Posted: Wed Oct 09, 2019 1:20 pm
by DaveDischord
I understand from other posts that you DO NOT want to [apt-get] upgrade either Stretch or Buster images, as it will break stuff, however, I'm attempting to install a driver for a Wifi/BLE dongle using these steps. I've used this walkthrough before, with no issues, but for StereoPi, I attempted to go through it and bypass the sudo apt-get upgrade line. OpenCV still functions, but I can't build the driver because of the kernel directory. Would anyone happen to know a way I can get this driver installed without breaking everything else?

Re: Upgrading/New Drivers

Posted: Wed Oct 09, 2019 1:41 pm
by Realizator
At this moment we know why this problem appears, as I mention here on our forum.
The problem is updated AWB algo in the latest Raspbian firmware, which broke stereoscopic mode. You can use a temporary solution, proposed by RPi engineer 6by9, and BEFORE accessing camera run this code once:

Code: Select all

sudo vcdbg set awb_mode 0
This command will turn AWB algo to the previous revision, and stereoscopic mode will work fine. Please notice, this works untill reboot. You can add it to autostart.
So you can do drivers installation as intended (with all apt-get upgrade options), and use this patch.
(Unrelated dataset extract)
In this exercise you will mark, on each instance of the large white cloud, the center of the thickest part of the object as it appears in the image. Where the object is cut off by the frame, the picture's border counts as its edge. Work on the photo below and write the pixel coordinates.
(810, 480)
I hope this issue will be patched soon, and we'll be able to do Raspbian upgrade without any issues.

Re: Upgrading/New Drivers

Posted: Wed Oct 09, 2019 1:48 pm
by DaveDischord
Scratch that. For anyone interested, have this Edimax dongle, or maybe having the same issues with installing other drivers, there is a difference between make and sudo make. Choose the right command, in my case make without the sudo.

Re: Upgrading/New Drivers

Posted: Wed Oct 09, 2019 1:49 pm
by DaveDischord
Posted at the same time I guess. Thank you. I'll also give that a try.

Re: Upgrading/New Drivers

Posted: Wed Oct 09, 2019 10:29 pm
by stereomaton
DaveDischord wrote:
Wed Oct 09, 2019 1:48 pm
there is a difference between make and sudo make.
The difference is that executing through the sudo command, the make program get root privileges.
You can remember it as sudo="super user do".

It is always better to reserve execution with high privileges to the tasks that really need it, such as the "make install" which probably need to write files at system level. Regular make (often) only build the binary from sources, so that if the rights of the directories are not messed up, a regular user should be able to execute make without parameters.
In general case, building with root account might lead to wrong file permissions that can prevent software to run normally, so it is adviced to build as regular user.
Of course the Makefile can be written to not follow this general behavior so that there might be rare exceptions.

In general, don't use sudo as a magical solution for all the problems on Linux, otherwise you will slowly mess up the system and end to need sudo everywhere.